We don't skimp on food either. We buy decent stuff and we cook fresh just about every meal. We spend a lot of money on snacks! Plus above budget includes all the other things like toilet roll, washing powder, shampoo. So I think £20 a day is very doable, assuming you aren't eating out/buying food at a petrol station, not relying on convenience food. I definitely do buy a coffee here and there or biscuits or ice cream for the dc, but that's a luxury, not a necessity.

acrossthebeach · 15/05/2024 13:57

Yes easy.
Porridge for breakfast with mixed fruit (bag of frozen berries from Lidl lasts me all week)
Lunch - homemade soups or I make a chopped salad that lasts me a few days
Dinner - curry/chilli/chicken thighs

HappyGoLucky96 · 15/05/2024 16:11

Well there’s no point in buying other fruit other than strawberries and grapes as it would just be waisted and they just won’t eat it? So that’s just pointless.

cottage pie from last night they like potatoes but don’t like the mince? So I offered them it they could eat the potatoes and the veg with it said no? Unfortunately if they’re not going to eat it I’m not going to leave them to have nothing for there dinner so whoever says that can’t let under 7s dictate about dinners I’m not leaving them hungry so have no other options.

Tonight im making tomato pasta as they do like that with garlic bread

I’m having tuna salad sandwiches will see how it plans tonight but should be fine!

OP posts:
WittiestUsernameEver · 15/05/2024 16:19

Just make them decent simple food. Nothing wrong with a pasta dish, hide veggies in the sauce if they're fussy.

Packed lunches, make sure you have zero prepacked things, so no crisps, no cereal bars, no little bags/boxes of things etc.

Ham/cheese/marmite sandwich (not rolls, too expensive)
Fruit - they like melon? That's cheap fruit.
Some veg they will eat, say a few chunks of cucumber or. Cherry tomatoes or whatever.
Buy or make a larger "loaf" cake, and slice it up for packed lunch.
Cheese - slice/cube it up, don't use things like babybel or small snack size packs etc.
Yoghurt - buy a larger tub, and decant it into small tupperware.

If you know they don't like minced beef on its own, but they'll eat Bolognese for example....give them Bolognese. Or serve it as mince, mash and veggies. Some kids don't like "mixed" food like this.

If they eat things like tomato soup, that's really easy to pass off most homemade soup as "tomato soup" ,. especially if you just make veggie soup with odds of veggies and colour it with tomato puree.

WittiestUsernameEver · 15/05/2024 16:22

"dinners , dinner last night for example we had cottage pie with peas and sweetcorn.
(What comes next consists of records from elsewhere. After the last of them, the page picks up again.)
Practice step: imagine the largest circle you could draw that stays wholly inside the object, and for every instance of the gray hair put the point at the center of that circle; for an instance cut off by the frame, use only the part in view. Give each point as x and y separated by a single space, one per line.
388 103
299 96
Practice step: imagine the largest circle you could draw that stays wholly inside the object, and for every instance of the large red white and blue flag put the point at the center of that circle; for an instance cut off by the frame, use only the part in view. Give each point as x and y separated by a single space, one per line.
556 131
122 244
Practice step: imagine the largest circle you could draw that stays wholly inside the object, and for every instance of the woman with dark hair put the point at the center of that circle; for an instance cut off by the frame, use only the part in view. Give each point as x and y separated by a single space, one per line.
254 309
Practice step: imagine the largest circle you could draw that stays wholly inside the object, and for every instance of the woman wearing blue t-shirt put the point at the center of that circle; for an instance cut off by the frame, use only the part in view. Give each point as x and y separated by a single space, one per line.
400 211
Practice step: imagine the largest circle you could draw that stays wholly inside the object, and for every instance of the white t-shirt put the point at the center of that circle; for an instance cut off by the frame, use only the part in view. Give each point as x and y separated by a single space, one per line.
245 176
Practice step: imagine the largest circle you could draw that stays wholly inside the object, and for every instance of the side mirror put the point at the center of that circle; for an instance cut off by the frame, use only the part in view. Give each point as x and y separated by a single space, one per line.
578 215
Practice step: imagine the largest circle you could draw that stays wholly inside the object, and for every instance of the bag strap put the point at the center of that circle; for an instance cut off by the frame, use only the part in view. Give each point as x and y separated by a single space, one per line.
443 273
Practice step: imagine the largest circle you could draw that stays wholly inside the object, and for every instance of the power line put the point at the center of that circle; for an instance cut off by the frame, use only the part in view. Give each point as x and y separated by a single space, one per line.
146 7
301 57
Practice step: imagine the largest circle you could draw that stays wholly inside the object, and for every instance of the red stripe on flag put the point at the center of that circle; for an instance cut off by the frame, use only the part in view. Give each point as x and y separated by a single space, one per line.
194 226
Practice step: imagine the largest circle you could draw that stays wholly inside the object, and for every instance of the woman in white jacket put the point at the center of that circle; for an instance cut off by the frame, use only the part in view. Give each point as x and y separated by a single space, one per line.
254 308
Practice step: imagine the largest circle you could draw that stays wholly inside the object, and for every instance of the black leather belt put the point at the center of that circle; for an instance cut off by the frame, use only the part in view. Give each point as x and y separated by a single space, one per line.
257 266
Kids refused so I had to make them fish fingers baby potatoes sweetcorn"

I don't really understand why you made them a dinner presumably you know they didn't like ...went through the process of negotiating to then just back down?
Should have just served the fish fingers in the first place, with the veg that you all had together... and held firm in "this is what is for dinner" if they say stuff like they want more fish finger without having had anything else.

Chewbecca · 15/05/2024 16:24

Thing is, if there is no choice for fruit other than whatever is inexpensive and seasonal, that’s what you eat. I just wouldn’t have expensive fruit in the house.

Hopefully with the cottage pie it means you have enough leftover for another meal for the adults so saving money that day. But equally I was brought up with no choice at mealtimes and that’s how tastes get broadened, my mum would have let me just eat the sweetcorn and potato part and I may have been hungry later.

Kalevala · 15/05/2024 17:00

As it doesn't sound like AFRID, just let them be hungry and they will eat. What do you think the majority of children did when they only had access to local, seasonal fruit?